The play out of the farmers movement on the social media, people agree, has involved the youth from the mofussil towns and larger cities. Observers insist that this has also had an impact in the rural areas where the young people are tech-savvy too.

Significantly, some business men have become household names in the villages of Punjab and an euphemism for corporate control of agriculture.

“You ask any person on the ground, no matter what his level of education is and he or she will tell you convincingly that the policies of the government, particularly the contentious farm laws are just aimed at filling the coffers of the corporate entities,” Buta Singh an activist based in Nawanshahr said.

This is pretty evident as even small traders and businessmen in the smaller towns complain of economic hardship.

Meanwhile in Punjab, people continue to demonstrate their support for the farmers in unique ways. Social activist Narayan Dutt from Barnala narrated how Darshan Singh who has retired as an assistant accounts officer came to the Barnala Railway Station to celebrate his retirement (a major celebratory occasion in Punjab) with the participants of the farmers’ movement.



The railway station at Barnala is one of the major protesting sites. The retired employee was accompanied by his wife, relatives and colleagues. They were greeted by the large number of farmers and women participants of Barnala Sangharsh Morcha who pinned badges of the farmers’ movement and handed them flags to honour his services.

Saying that he realized his duty and was happy to be among the struggling masses, Darshan Singh made a financial donation as hundreds of peasants, both men and women, joined in the celebrations. Their leaders said that such acts are a sign of real progress when people begin to feel proud of spending the happiest moments of their lives with the struggling masses.

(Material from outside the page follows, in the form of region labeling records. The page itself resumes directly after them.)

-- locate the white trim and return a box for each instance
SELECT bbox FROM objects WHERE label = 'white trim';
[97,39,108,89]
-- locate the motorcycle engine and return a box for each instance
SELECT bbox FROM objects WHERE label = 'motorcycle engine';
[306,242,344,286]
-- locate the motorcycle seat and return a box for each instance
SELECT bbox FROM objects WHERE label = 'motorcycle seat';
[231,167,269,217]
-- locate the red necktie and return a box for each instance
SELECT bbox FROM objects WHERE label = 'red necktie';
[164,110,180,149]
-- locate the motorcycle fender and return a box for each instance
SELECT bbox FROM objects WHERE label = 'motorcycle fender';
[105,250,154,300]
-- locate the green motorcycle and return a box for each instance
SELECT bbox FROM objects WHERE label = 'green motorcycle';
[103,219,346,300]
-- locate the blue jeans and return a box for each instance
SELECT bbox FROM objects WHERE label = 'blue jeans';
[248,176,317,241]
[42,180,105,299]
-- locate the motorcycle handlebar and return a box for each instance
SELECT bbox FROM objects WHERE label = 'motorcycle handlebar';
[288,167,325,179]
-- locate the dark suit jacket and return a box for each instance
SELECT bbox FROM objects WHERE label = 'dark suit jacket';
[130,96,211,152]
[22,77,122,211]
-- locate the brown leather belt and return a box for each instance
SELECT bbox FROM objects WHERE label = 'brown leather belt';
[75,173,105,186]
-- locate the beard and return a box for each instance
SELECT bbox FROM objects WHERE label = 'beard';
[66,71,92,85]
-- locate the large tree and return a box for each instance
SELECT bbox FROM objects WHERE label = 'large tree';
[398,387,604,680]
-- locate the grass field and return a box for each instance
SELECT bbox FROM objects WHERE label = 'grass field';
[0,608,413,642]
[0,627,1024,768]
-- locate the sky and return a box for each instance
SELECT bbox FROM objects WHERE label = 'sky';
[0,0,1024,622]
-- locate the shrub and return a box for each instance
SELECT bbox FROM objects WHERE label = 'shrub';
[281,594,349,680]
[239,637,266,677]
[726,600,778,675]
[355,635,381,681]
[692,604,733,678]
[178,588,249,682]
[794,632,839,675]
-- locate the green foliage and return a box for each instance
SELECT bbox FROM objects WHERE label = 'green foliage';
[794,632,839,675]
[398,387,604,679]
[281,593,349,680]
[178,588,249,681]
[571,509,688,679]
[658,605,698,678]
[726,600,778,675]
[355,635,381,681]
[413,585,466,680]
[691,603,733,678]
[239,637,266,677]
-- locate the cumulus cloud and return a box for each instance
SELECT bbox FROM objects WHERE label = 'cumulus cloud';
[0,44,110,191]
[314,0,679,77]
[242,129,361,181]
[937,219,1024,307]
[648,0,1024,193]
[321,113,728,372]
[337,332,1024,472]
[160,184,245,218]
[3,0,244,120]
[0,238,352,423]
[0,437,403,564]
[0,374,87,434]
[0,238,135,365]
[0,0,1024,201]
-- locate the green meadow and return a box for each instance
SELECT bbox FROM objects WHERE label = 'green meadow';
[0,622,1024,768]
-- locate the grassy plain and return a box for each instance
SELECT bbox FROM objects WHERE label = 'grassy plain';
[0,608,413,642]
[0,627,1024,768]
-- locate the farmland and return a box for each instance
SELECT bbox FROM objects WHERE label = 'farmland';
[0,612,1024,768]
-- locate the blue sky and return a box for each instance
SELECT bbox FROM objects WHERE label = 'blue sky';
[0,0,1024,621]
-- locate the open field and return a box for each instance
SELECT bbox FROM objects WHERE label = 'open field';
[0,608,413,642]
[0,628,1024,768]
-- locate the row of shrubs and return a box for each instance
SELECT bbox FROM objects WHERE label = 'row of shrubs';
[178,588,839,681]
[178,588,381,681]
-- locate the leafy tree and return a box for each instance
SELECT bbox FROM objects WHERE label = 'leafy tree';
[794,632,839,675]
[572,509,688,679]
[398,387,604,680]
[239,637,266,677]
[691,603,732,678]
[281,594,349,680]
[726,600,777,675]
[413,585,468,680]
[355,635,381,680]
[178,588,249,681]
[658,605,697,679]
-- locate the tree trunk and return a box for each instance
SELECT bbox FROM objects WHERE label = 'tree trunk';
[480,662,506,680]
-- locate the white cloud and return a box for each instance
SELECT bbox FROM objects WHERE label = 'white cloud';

Professor Jagmohan who is the nephew of revolutionary leader Bhagat Singh pointed out that the farmers’ movement has gained widespread support across. “It is time for every section of the society to come out and speak against injustice,” he said while addressing a discussion organized by progressive Suhi Saver media in Ludhiana on Sunday.

Sukirat Anand who is one of the trustees at the trust that brings out the reputed Punjabi newspaper ‘Nawan Zamana’ from Jalandhar also spoke of the spread of the movement in times that are “not normal.”